EDITsum <- vegnasis::summary.ESIS(Veg.group, group = 'group',normalize = TRUE, lowerQ = 0, upperQ = 1, breaks = c(0.5,5,12), forEDIT = TRUE) |>
  #Round up for high cover
  mutate(cover.High=ifelse(cover.High < 0.1,0.1,cover.High)) |>
  #Override plant type
  mutate(type = case_when(symbol %in% 'COCAC3' ~ 'Forb/Herb',
                          symbol %in% 'CASP14' ~ 'Forb/Herb',
                          symbol %in% 'PRSU3' ~ 'Shrub/Subshrub',
                          symbol %in% '2LICHN' ~ 'Biological Crusts',
                          symbol %in% 'Orchidaceae' ~ 'Forb/Herb',
                          TRUE ~ type),
         #Set sort order based on type
         type.top = case_when(type %in% 'Tree' ~ 1,
                              type %in% 'Shrub/Subshrub' ~ 2,
                              type %in% 'Vine/Liana' ~ 3,
                              type %in% 'Grass/grass-like (Graminoids)' ~ 4,
                              type %in% 'Forb/Herb' ~ 5,
                              type %in% 'Fern/fern ally' ~ 6,
                              type %in% 'Nonvascular' ~ 7,
                              type %in% 'Biological Crusts' ~ 8,
                              TRUE ~ 9)) |> arrange(group,overstory,type.top, desc(taxon.cover), taxon)
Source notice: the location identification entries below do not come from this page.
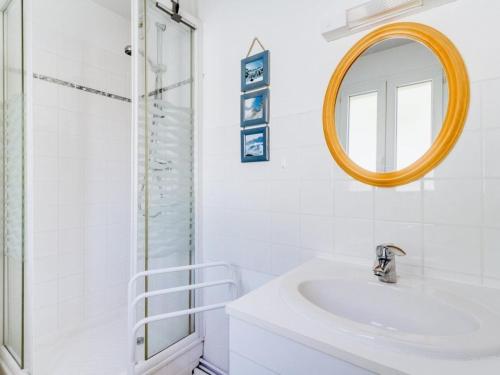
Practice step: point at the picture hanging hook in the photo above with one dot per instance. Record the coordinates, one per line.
(175, 11)
(255, 40)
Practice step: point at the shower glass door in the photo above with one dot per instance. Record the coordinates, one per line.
(165, 171)
(12, 170)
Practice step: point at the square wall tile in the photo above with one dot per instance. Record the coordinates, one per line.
(285, 197)
(464, 161)
(285, 229)
(456, 249)
(492, 152)
(354, 237)
(490, 110)
(316, 198)
(453, 201)
(491, 202)
(316, 233)
(353, 199)
(402, 203)
(474, 115)
(284, 258)
(315, 163)
(491, 260)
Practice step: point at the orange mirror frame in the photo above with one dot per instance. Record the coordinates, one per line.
(458, 103)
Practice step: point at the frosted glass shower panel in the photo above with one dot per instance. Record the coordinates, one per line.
(13, 178)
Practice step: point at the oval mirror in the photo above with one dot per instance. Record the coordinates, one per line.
(396, 104)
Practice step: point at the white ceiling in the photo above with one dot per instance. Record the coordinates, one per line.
(121, 7)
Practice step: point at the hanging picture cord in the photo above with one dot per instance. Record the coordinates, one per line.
(255, 40)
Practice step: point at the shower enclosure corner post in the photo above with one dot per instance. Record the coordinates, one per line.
(17, 137)
(174, 88)
(135, 20)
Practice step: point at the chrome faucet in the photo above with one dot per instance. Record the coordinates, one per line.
(385, 262)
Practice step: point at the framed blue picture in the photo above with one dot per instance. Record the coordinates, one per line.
(255, 71)
(254, 108)
(255, 144)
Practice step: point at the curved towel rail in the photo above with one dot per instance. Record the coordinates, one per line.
(133, 300)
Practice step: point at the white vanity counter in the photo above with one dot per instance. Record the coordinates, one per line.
(439, 327)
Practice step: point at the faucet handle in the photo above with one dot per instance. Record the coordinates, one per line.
(388, 249)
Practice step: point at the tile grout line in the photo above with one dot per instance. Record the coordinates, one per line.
(61, 82)
(80, 87)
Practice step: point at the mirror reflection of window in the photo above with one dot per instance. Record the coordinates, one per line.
(390, 106)
(362, 133)
(413, 122)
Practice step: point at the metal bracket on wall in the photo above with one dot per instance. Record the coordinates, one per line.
(255, 40)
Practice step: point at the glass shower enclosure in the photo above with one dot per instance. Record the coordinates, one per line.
(164, 171)
(12, 173)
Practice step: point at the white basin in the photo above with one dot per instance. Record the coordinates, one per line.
(412, 315)
(390, 308)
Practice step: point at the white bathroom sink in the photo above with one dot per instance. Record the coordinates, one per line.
(391, 308)
(413, 315)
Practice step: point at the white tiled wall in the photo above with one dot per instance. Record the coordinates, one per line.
(269, 217)
(81, 169)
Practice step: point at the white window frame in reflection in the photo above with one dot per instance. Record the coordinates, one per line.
(386, 89)
(361, 88)
(412, 77)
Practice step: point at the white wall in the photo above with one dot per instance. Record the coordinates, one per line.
(81, 168)
(269, 217)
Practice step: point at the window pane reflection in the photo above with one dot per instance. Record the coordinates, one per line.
(362, 134)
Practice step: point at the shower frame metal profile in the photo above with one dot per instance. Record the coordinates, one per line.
(194, 339)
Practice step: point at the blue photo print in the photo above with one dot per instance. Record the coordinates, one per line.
(255, 71)
(255, 108)
(255, 144)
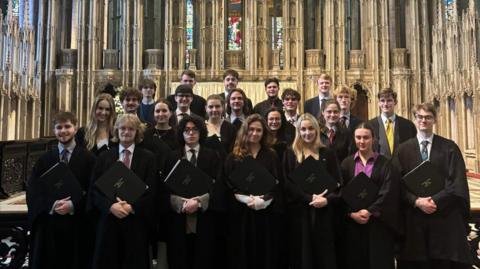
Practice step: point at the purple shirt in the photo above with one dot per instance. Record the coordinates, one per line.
(366, 169)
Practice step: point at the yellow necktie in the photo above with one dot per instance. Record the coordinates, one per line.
(389, 132)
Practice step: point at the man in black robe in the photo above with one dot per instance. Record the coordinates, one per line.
(435, 227)
(59, 230)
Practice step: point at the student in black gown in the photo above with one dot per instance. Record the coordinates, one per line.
(57, 227)
(221, 133)
(97, 135)
(332, 134)
(254, 237)
(311, 224)
(436, 226)
(123, 228)
(282, 132)
(193, 222)
(370, 232)
(165, 125)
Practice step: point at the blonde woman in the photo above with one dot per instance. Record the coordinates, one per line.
(96, 136)
(311, 217)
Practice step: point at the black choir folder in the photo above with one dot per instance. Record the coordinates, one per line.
(61, 183)
(313, 177)
(121, 182)
(188, 181)
(424, 180)
(251, 178)
(360, 192)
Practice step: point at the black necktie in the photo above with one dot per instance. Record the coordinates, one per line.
(193, 159)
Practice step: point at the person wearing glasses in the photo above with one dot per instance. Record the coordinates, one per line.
(435, 227)
(192, 238)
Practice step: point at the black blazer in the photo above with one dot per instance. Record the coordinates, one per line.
(404, 130)
(143, 164)
(197, 106)
(81, 164)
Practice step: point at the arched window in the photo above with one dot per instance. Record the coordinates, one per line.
(234, 25)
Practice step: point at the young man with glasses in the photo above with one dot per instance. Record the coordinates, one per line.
(390, 129)
(436, 226)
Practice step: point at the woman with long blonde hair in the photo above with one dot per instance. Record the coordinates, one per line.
(254, 220)
(311, 217)
(96, 136)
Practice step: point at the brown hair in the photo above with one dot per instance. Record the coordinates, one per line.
(240, 149)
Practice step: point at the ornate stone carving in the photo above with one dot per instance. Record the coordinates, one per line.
(357, 59)
(314, 58)
(110, 59)
(234, 59)
(154, 58)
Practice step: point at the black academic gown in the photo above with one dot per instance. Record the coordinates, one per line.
(311, 230)
(254, 236)
(371, 245)
(123, 243)
(342, 142)
(80, 140)
(199, 250)
(59, 241)
(224, 145)
(443, 234)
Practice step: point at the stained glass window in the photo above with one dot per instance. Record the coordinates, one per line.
(189, 30)
(234, 34)
(449, 8)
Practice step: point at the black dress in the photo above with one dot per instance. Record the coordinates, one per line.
(123, 243)
(371, 245)
(255, 237)
(311, 230)
(443, 234)
(200, 249)
(59, 241)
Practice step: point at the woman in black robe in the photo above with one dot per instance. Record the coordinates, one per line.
(165, 125)
(221, 133)
(97, 135)
(370, 232)
(254, 238)
(193, 234)
(123, 229)
(311, 217)
(436, 226)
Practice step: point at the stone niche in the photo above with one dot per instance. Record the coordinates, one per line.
(68, 58)
(234, 59)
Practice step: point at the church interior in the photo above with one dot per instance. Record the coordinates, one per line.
(58, 54)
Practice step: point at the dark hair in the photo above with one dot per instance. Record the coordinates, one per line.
(64, 116)
(147, 83)
(280, 135)
(246, 110)
(364, 125)
(188, 72)
(428, 107)
(291, 92)
(199, 123)
(270, 80)
(130, 92)
(173, 118)
(231, 72)
(386, 92)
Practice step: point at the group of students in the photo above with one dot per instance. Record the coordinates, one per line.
(228, 228)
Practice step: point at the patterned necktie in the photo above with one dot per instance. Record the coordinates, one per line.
(331, 135)
(126, 158)
(64, 156)
(193, 159)
(424, 150)
(389, 132)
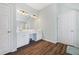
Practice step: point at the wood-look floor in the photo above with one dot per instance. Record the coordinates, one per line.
(41, 48)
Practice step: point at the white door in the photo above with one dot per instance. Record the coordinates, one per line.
(67, 28)
(4, 28)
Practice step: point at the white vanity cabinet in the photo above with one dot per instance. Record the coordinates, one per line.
(22, 39)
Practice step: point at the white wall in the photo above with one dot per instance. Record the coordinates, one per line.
(30, 21)
(48, 18)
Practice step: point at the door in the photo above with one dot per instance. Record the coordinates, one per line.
(4, 28)
(67, 28)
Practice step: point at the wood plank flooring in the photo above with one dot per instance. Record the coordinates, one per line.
(41, 47)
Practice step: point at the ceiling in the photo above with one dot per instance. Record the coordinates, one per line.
(38, 6)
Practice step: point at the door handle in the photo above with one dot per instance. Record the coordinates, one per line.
(9, 31)
(72, 30)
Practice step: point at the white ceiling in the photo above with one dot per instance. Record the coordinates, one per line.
(38, 6)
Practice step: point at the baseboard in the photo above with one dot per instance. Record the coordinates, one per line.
(50, 40)
(13, 50)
#Unit conversion is optional because EDIT allows either SI or USC data entry.
EDITsum.USC <- EDITsum |> mutate(Bottom = ht.USC(Bottom), Top = ht.USC(Top), dbh.Low=dbh.USC(dbh.Low), dbh.High=dbh.USC(dbh.High), BA.Low=BA.to.USC(BA.Low), BA.High=BA.to.USC(BA.High))
write.csv(EDITsum, 'EDITsum.csv', row.names = FALSE, na = "")

#6. EDIT Stand Structure ----

veg.str <- summary.crown.thickness(veg, breaks = c(0.15,0.3,0.6,1.4,4,12,24,37)) |> structure.fill.zero() |> subset(type %in% c('tree', 'shrub/vine', 'grass/grasslike',  'forb'))
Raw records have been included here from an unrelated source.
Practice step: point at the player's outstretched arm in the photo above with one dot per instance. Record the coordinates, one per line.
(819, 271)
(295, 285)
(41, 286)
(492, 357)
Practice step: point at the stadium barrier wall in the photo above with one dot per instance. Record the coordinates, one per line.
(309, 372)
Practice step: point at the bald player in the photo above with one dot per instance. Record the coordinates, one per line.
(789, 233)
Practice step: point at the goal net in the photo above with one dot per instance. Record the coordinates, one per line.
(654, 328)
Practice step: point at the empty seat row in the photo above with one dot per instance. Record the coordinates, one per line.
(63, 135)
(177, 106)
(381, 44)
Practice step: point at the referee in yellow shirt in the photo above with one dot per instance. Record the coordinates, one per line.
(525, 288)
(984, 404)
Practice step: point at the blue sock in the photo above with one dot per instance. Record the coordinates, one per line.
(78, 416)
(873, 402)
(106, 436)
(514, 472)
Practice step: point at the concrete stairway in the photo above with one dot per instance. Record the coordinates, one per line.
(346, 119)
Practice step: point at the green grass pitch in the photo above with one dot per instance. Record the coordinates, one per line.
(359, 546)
veg.str <- veg.str |> left_join(vegsite, by=join_by(plot==vegplotid),relationship = "many-to-many") |> subset(!is.na(plot)) |>
  #Create a group
  mutate(group = paste(ecositeid, ecositenm, ecostatename, commphasename))


veg.str.pct <- veg.str |> group_by(group, type, stratum, stratum.label, bottom, top) |>
  summarise(X25 = quantile(Cover, 0.25),
            X50 = quantile(Cover, 0.5),
            X75 = quantile(Cover, 0.75))

write.csv(veg.str.pct, 'veg.str.pct.csv', row.names = FALSE, na = "")
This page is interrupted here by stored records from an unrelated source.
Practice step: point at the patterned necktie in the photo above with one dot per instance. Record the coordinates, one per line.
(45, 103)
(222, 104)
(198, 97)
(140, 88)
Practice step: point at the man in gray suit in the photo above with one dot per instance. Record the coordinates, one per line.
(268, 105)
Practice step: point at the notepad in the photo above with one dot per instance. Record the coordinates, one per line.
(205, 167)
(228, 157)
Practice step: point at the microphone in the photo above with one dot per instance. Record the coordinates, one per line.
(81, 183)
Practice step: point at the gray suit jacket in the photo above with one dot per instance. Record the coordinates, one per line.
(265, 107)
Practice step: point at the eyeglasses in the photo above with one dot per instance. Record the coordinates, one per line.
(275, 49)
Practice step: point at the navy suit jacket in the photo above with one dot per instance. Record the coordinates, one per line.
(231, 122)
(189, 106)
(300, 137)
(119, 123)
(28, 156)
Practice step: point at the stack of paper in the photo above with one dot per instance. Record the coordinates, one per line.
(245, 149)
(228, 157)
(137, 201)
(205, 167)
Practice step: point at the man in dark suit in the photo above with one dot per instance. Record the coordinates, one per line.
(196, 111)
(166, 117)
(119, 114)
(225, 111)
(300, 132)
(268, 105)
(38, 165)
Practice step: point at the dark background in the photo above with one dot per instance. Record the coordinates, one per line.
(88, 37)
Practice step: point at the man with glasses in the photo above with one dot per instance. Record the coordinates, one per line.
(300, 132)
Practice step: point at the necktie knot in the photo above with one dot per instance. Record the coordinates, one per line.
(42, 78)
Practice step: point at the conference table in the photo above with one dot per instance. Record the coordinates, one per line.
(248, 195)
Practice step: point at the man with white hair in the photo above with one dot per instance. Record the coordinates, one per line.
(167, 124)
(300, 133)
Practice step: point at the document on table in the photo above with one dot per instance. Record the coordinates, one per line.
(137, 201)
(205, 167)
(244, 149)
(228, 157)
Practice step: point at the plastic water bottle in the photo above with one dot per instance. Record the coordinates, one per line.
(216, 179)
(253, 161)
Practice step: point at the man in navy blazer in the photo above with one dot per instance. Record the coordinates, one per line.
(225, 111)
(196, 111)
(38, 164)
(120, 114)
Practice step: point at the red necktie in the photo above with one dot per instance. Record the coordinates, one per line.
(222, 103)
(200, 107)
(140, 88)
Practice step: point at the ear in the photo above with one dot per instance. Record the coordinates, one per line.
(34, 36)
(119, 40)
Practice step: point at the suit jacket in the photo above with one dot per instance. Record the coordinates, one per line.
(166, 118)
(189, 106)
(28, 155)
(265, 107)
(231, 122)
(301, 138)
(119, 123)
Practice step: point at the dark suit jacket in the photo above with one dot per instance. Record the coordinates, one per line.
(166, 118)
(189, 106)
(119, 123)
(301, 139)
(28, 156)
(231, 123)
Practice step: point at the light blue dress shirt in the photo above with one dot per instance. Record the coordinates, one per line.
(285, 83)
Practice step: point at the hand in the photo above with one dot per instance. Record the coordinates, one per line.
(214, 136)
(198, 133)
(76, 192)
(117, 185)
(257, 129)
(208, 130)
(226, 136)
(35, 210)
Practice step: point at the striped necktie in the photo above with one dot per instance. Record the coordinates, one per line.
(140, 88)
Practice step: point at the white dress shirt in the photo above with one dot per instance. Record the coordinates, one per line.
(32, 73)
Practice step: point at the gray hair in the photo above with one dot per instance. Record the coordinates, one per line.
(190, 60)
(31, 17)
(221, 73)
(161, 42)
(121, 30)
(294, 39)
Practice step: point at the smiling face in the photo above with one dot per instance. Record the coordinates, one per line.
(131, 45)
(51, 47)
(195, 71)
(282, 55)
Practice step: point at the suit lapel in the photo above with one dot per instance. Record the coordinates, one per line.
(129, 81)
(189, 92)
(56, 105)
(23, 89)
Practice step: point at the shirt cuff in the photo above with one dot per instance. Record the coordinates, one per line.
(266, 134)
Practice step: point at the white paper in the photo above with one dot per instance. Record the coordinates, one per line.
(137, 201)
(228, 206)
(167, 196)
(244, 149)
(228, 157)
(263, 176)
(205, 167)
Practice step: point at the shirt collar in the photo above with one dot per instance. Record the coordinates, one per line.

Find your comma delimited spreadsheet, ‘EDITsum.csv’, open and then copy and paste the relevant portions into EDIT. Be cognizant of whether EDIT is set on SI (metric) units or USC (US Customary or English) units. Vegnasis package analyses data in SI units, but you can optionally convert all data to USC prior to exporting it as a spreadsheet. Or you can set EDIT to accept SI units.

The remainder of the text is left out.